Enviada em 30/11/2020

O Ensino da Cibercultura

Consoante ao filosofo francês Pierre Levy, em seu conceito sobre cibercultura as tecnologias facilitaram um fluxo de ideias, práticas e representações entre pessoas conectadas no mundo todo. Todavia, mesmo com os avanços dos computadores e redes que desburocratizam a forma de instruir, o Brasil encontra grandes entraves para lidar com a superficialidade e precariedade da infraestrutura do ensino a distância. Nesse contexto, é valido pontuar que o EAD possibilita uma forma mais viável de aprendizado para seus adeptos.

No entanto, a qualidade do EAD não supre as expectativas geradas, uma vez que existe poucas variedades de cursos e a falta de organização das universidades em fornecerem plataformas de qualidade, prejudicam o desenvolvimento dos alunos. Por conseguinte, segundo pesquisa realizada pelo Censo da Educação, um em cada cinco estudantes estão matriculados no ensino a distância nas faculdades, contudo, a taxa de evasão chega a 25% em diversas modalidades do polo a distância, o dobro dos cursos presenciais. Assim, com a falta de pesquisas e investimentos, essa categoria encontra-se incapaz de se estabelecer com credibilidade atrapalhando o futuro profissional de futuras gerações que são assombradas pela desconfiança do mercado de trabalho.

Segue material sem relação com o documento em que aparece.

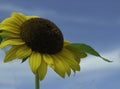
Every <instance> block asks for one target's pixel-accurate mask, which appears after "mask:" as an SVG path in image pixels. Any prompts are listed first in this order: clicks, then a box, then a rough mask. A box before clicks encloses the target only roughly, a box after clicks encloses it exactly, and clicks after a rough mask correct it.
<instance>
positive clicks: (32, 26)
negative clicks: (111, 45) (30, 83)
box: [0, 13, 109, 80]
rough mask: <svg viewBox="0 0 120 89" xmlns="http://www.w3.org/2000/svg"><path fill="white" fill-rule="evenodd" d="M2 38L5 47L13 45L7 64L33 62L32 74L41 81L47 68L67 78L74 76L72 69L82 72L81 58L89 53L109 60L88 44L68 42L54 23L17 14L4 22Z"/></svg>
mask: <svg viewBox="0 0 120 89" xmlns="http://www.w3.org/2000/svg"><path fill="white" fill-rule="evenodd" d="M0 37H2V42H1V43H0V47H1V48H4V47H5V46H8V45H10V46H11V48H10V49H9V50H8V51H7V52H6V55H5V58H4V62H9V61H12V60H15V59H22V61H25V60H26V59H29V64H30V68H31V70H32V72H33V73H34V74H36V73H38V75H39V79H40V80H43V79H44V77H45V75H46V73H47V66H49V67H51V68H52V69H53V70H54V71H55V72H56V73H57V74H58V75H60V76H61V77H63V78H64V77H65V75H66V74H67V75H68V76H70V75H71V70H72V71H73V72H76V71H80V65H79V63H80V59H81V58H84V57H86V56H87V55H86V53H89V54H92V55H94V56H98V57H100V58H102V59H104V60H106V61H109V60H107V59H105V58H103V57H101V56H100V55H99V54H98V53H97V52H96V51H95V50H94V49H92V48H91V47H89V46H88V45H85V44H80V43H77V44H74V43H70V42H69V41H66V40H64V38H63V34H62V32H61V31H60V29H59V28H58V27H57V26H56V25H55V24H54V23H53V22H51V21H50V20H48V19H44V18H40V17H38V16H25V15H23V14H21V13H13V14H12V15H11V17H9V18H7V19H5V20H3V21H2V22H1V24H0Z"/></svg>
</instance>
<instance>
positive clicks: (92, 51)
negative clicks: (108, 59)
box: [68, 43, 112, 62]
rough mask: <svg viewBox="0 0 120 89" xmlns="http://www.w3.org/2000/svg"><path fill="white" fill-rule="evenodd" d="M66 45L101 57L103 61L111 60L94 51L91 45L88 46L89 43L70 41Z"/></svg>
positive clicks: (109, 61)
mask: <svg viewBox="0 0 120 89" xmlns="http://www.w3.org/2000/svg"><path fill="white" fill-rule="evenodd" d="M68 46H71V47H74V48H76V49H77V50H80V51H81V52H85V53H89V54H91V55H94V56H97V57H100V58H102V59H103V60H104V61H107V62H112V61H110V60H108V59H106V58H104V57H102V56H101V55H100V54H99V53H98V52H97V51H95V50H94V49H93V48H92V47H90V46H89V45H86V44H83V43H71V44H69V45H68Z"/></svg>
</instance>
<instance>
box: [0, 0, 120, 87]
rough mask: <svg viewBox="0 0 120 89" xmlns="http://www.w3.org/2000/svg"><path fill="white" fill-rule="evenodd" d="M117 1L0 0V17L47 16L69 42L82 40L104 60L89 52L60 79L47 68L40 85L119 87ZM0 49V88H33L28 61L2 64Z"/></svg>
mask: <svg viewBox="0 0 120 89" xmlns="http://www.w3.org/2000/svg"><path fill="white" fill-rule="evenodd" d="M119 8H120V1H119V0H29V1H28V0H19V1H18V0H11V1H10V0H0V21H2V20H3V19H5V18H7V17H9V16H10V14H11V13H12V12H22V13H24V14H26V15H38V16H40V17H43V18H48V19H50V20H51V21H53V22H54V23H56V24H57V26H58V27H59V28H60V29H61V31H62V32H63V34H64V38H65V39H67V40H70V41H71V42H81V43H86V44H88V45H90V46H92V47H93V48H95V49H96V50H97V51H98V52H99V53H100V54H101V55H102V56H104V57H106V58H109V59H111V60H113V61H114V62H113V63H106V62H104V61H102V60H101V59H100V58H97V57H93V56H89V57H87V58H85V59H83V60H82V61H81V63H80V65H81V71H80V72H77V73H76V75H74V74H72V75H71V77H69V78H68V77H66V78H65V79H62V78H61V77H59V76H58V75H57V74H56V73H55V72H54V71H52V70H51V69H50V68H49V70H48V73H47V75H46V78H45V79H44V80H43V81H42V82H41V89H48V88H50V89H56V88H57V89H119V88H120V84H119V83H120V77H119V75H120V41H119V38H120V11H119ZM4 54H5V53H4V51H0V89H27V88H29V89H34V75H33V74H32V72H31V70H30V68H29V64H28V62H25V63H23V64H21V63H20V62H19V61H13V62H11V63H7V64H4V63H3V62H2V61H3V58H4Z"/></svg>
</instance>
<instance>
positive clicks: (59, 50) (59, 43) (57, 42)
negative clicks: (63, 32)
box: [20, 18, 63, 54]
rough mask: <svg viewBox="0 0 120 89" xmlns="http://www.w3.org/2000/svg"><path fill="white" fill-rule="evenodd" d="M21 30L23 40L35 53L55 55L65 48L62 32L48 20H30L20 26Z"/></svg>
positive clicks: (36, 19)
mask: <svg viewBox="0 0 120 89" xmlns="http://www.w3.org/2000/svg"><path fill="white" fill-rule="evenodd" d="M20 29H21V32H20V36H21V38H22V40H23V41H25V42H26V45H27V46H28V47H30V48H31V49H32V50H33V51H37V52H40V53H48V54H54V53H57V52H59V51H61V50H62V48H63V35H62V32H61V31H60V30H59V28H58V27H57V26H56V25H55V24H54V23H53V22H51V21H49V20H47V19H43V18H32V19H29V20H27V21H25V22H24V23H23V24H22V25H21V26H20ZM51 49H52V50H51Z"/></svg>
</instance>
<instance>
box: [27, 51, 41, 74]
mask: <svg viewBox="0 0 120 89" xmlns="http://www.w3.org/2000/svg"><path fill="white" fill-rule="evenodd" d="M29 64H30V68H31V70H32V72H33V73H36V72H37V69H38V67H39V66H40V64H41V54H40V53H38V52H32V54H31V56H30V60H29Z"/></svg>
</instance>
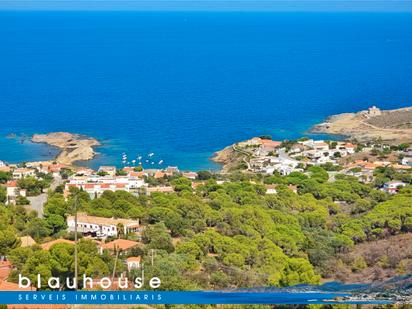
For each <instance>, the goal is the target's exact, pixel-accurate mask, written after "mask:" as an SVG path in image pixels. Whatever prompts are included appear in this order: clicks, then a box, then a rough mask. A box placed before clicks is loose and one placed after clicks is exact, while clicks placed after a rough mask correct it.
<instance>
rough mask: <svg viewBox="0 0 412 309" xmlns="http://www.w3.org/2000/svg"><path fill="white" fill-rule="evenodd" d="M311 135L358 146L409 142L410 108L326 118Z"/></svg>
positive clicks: (408, 107)
mask: <svg viewBox="0 0 412 309" xmlns="http://www.w3.org/2000/svg"><path fill="white" fill-rule="evenodd" d="M310 132H311V133H322V134H330V135H340V136H346V137H347V138H348V139H356V140H358V141H360V142H370V141H373V140H378V139H379V140H381V141H383V142H385V143H388V144H400V143H411V142H412V107H406V108H401V109H394V110H381V109H379V108H377V107H375V106H373V107H371V108H369V109H368V110H363V111H359V112H355V113H343V114H338V115H333V116H330V117H328V118H327V119H326V120H325V122H323V123H321V124H318V125H315V126H314V127H313V128H312V129H311V130H310Z"/></svg>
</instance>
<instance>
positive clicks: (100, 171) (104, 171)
mask: <svg viewBox="0 0 412 309" xmlns="http://www.w3.org/2000/svg"><path fill="white" fill-rule="evenodd" d="M97 172H103V173H107V174H108V175H110V176H116V167H115V166H100V167H99V170H98V171H97Z"/></svg>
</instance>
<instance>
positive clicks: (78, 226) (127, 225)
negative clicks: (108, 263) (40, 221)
mask: <svg viewBox="0 0 412 309" xmlns="http://www.w3.org/2000/svg"><path fill="white" fill-rule="evenodd" d="M67 226H68V231H69V232H74V229H75V224H74V216H69V217H67ZM120 227H121V228H122V229H123V230H122V231H119V228H120ZM77 231H78V232H80V233H83V234H84V235H91V236H93V237H100V238H106V237H109V236H113V237H117V236H118V235H119V233H121V234H127V233H137V232H140V231H141V229H140V224H139V220H129V219H114V218H103V217H95V216H88V215H86V214H83V213H79V214H78V215H77Z"/></svg>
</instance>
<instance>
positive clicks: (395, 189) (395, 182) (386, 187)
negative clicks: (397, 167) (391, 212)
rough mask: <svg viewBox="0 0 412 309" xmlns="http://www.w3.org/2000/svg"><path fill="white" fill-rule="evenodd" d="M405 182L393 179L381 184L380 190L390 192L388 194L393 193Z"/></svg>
mask: <svg viewBox="0 0 412 309" xmlns="http://www.w3.org/2000/svg"><path fill="white" fill-rule="evenodd" d="M405 186H406V183H404V182H402V181H399V180H393V181H388V182H387V183H385V184H384V185H383V188H382V190H383V191H385V192H387V193H390V194H395V193H397V192H398V191H399V188H402V187H405Z"/></svg>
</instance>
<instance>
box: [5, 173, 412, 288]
mask: <svg viewBox="0 0 412 309" xmlns="http://www.w3.org/2000/svg"><path fill="white" fill-rule="evenodd" d="M378 173H379V174H377V177H376V178H377V179H378V180H379V179H381V180H382V179H384V178H385V177H388V175H390V171H385V170H380V171H378ZM385 173H386V174H385ZM207 176H208V177H204V178H209V179H207V180H202V181H198V183H197V186H196V188H195V189H194V188H193V186H192V183H191V181H190V180H188V179H185V178H182V177H179V176H173V177H169V178H165V179H164V180H162V181H164V182H167V183H170V184H172V185H173V187H174V190H175V193H167V194H165V193H153V194H152V195H151V196H146V195H140V196H133V195H131V194H129V193H127V192H123V191H118V192H110V191H106V192H105V193H104V194H103V195H102V196H101V197H98V198H95V199H90V196H89V195H88V194H86V193H85V192H82V191H76V190H73V191H72V192H71V194H70V196H69V197H68V199H65V198H64V197H63V195H62V193H60V189H59V188H57V189H56V190H55V192H50V193H49V199H48V202H47V204H46V206H45V217H44V218H43V219H40V218H36V214H35V213H28V212H27V211H25V210H24V208H22V207H21V206H8V207H3V206H2V207H0V228H1V229H0V254H1V255H6V256H8V258H9V259H10V260H11V261H12V262H13V265H14V266H15V267H16V270H15V272H14V276H16V274H17V273H18V272H21V273H23V274H25V275H28V276H30V275H32V274H35V273H42V274H44V275H45V277H47V276H49V275H53V276H59V277H62V278H64V277H70V276H73V273H74V263H73V250H74V249H73V245H70V244H58V245H55V246H54V247H52V248H51V249H50V250H49V251H45V250H42V249H41V248H40V247H39V246H33V247H28V248H21V247H20V243H19V239H18V236H22V235H30V236H32V237H33V238H34V239H35V240H36V241H37V242H39V243H41V242H45V241H47V240H51V239H53V238H60V237H64V238H69V239H73V235H72V234H69V233H67V231H66V228H67V226H66V217H67V216H68V215H69V214H71V213H72V212H73V207H72V205H73V197H74V196H75V195H76V196H77V197H78V198H79V200H80V205H79V211H84V212H87V213H88V214H90V215H97V216H104V217H119V218H135V219H140V221H141V224H142V225H143V226H144V227H145V229H144V231H143V234H142V246H141V247H139V248H137V249H136V250H135V251H134V252H133V254H134V255H140V256H142V259H143V261H144V262H146V263H145V272H146V276H147V277H150V276H158V277H160V278H161V279H162V289H165V290H184V289H223V288H230V287H256V286H280V287H282V286H290V285H296V284H300V283H311V284H318V283H320V282H321V281H322V280H329V279H330V280H332V279H338V280H345V279H346V278H350V276H349V274H357V273H362V272H365V271H368V269H369V270H370V272H369V273H368V274H367V276H363V277H364V278H365V280H370V281H374V280H380V279H382V272H376V271H375V270H376V269H377V268H380V269H386V270H389V269H390V270H391V271H390V272H389V273H390V274H397V275H402V274H407V273H411V270H412V262H411V261H412V256H411V252H410V250H403V251H402V250H400V252H399V254H397V256H396V258H395V257H394V256H393V254H390V250H384V251H382V250H380V251H376V250H375V251H376V254H377V255H376V254H375V255H376V256H374V257H373V258H368V256H367V255H366V254H363V253H365V250H366V251H368V250H369V249H368V248H367V247H365V246H367V245H368V244H373V243H376V242H379V241H382V240H384V239H391V238H392V237H394V236H396V235H401V234H402V235H404V237H410V235H411V232H412V187H411V186H407V187H405V188H403V189H401V190H400V191H399V193H398V194H396V195H388V194H386V193H384V192H383V191H381V190H378V189H377V188H376V187H375V186H374V185H375V184H373V183H372V184H363V183H360V182H359V181H358V180H357V179H356V178H354V177H350V176H344V175H339V174H337V175H335V179H334V181H328V180H329V176H328V173H327V172H326V171H325V170H324V169H323V168H321V167H311V168H309V169H308V171H306V172H305V173H298V172H294V173H292V174H290V175H289V176H285V177H283V176H280V175H271V176H261V175H260V176H259V175H252V174H240V173H239V174H232V175H229V176H227V177H226V178H225V179H223V181H222V179H220V180H221V181H219V183H220V184H218V182H217V181H216V179H215V178H216V177H220V176H216V175H207ZM407 177H409V182H410V175H409V176H408V175H406V176H405V175H404V179H405V181H408V179H406V178H407ZM267 184H276V185H277V186H276V191H277V193H276V194H267V190H266V187H265V185H267ZM288 185H293V186H296V188H297V191H296V192H293V191H292V190H291V189H290V188H289V187H288ZM121 237H122V238H129V239H134V237H135V236H133V235H121ZM407 239H410V238H407ZM406 243H407V242H406ZM359 246H363V249H362V250H363V251H362V254H361V253H359V254H358V253H357V251H356V250H354V248H359ZM79 251H80V253H79V259H80V274H81V275H82V274H83V273H85V274H87V275H94V276H97V277H99V276H103V275H107V274H111V273H112V272H113V267H114V257H113V256H110V255H109V254H103V255H100V254H98V253H97V252H98V250H97V244H96V243H95V242H93V241H91V240H82V241H81V242H80V246H79ZM154 253H155V257H154V263H153V265H151V264H150V263H148V261H150V260H151V258H152V255H153V254H154ZM372 269H373V271H372ZM123 271H124V267H123V265H121V263H119V265H118V266H117V268H116V272H117V273H118V274H120V273H121V272H123ZM386 274H388V272H386ZM14 278H16V277H14ZM353 278H356V276H355V277H353ZM358 279H362V278H360V276H359V278H358Z"/></svg>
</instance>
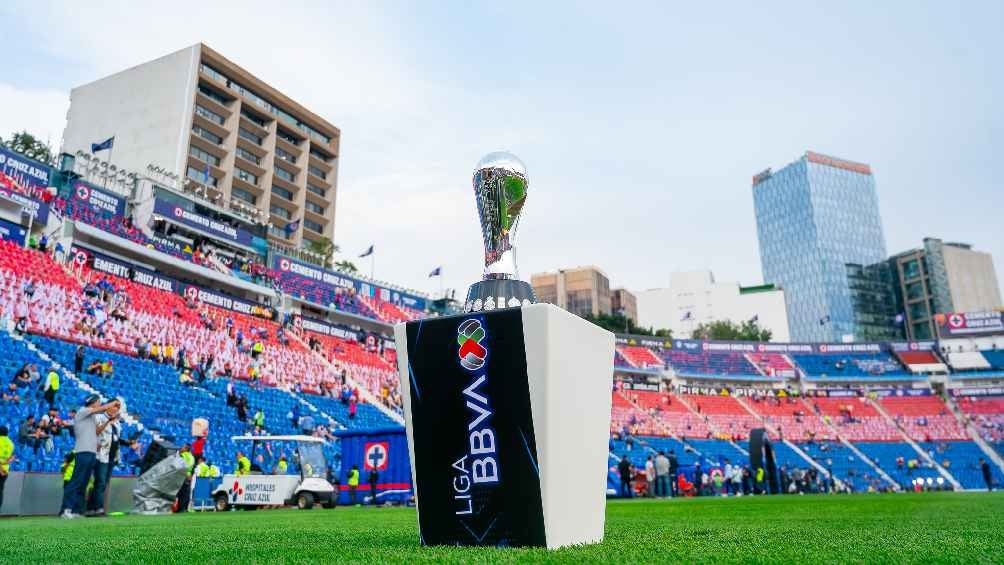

Da mesma forma, faz-se necessário destacar o impacto da infraestrutura arcaica da educação brasileira. Incontestavelmente, o Brasil é um país socioeconomicamente desigual, visto que, muitas famílias não possuem aceso a internet, ou não dispõem de computadores em sua residência, influenciado diretamente a educação de grande parte de jovens e crianças. Ainda que, o indivíduo tenha a condição utilizar tais meios, os serviços de internet são ultrapassados e inconstantes. Diante dessa premissa, o educador brasileiro Paulo Freire afirma: “se a educação sozinha não transforma a sociedade, sem ela tampouco a sociedade muda”. Logo, para que esse panorama seja revertido a situação da educação nacional em todas em todas as suas subdivisões, precisam de mudanças.

Portanto, a superficialidade e infraestrutura descompassada do EAD precisam ser corrigidas. Para tanto, cabe ao Ministério da Educação, por meio de verbas públicas e aliado ao Ministério da Cultura promover a construção de postos de internet em todas as áreas carentes de acesso para os alunos, a fim de garantir o acesso de todos os cidadãos a internet. Outrossim, o Ministério da Educação deve fomentar medidas para amenizar a evasão, como palestras motivacionais em universidades e escolas e ainda oferecer descontos nas mensalidades para alunos com boa frequência nas aulas. Assim sendo, toda a nação de fato estará conectada.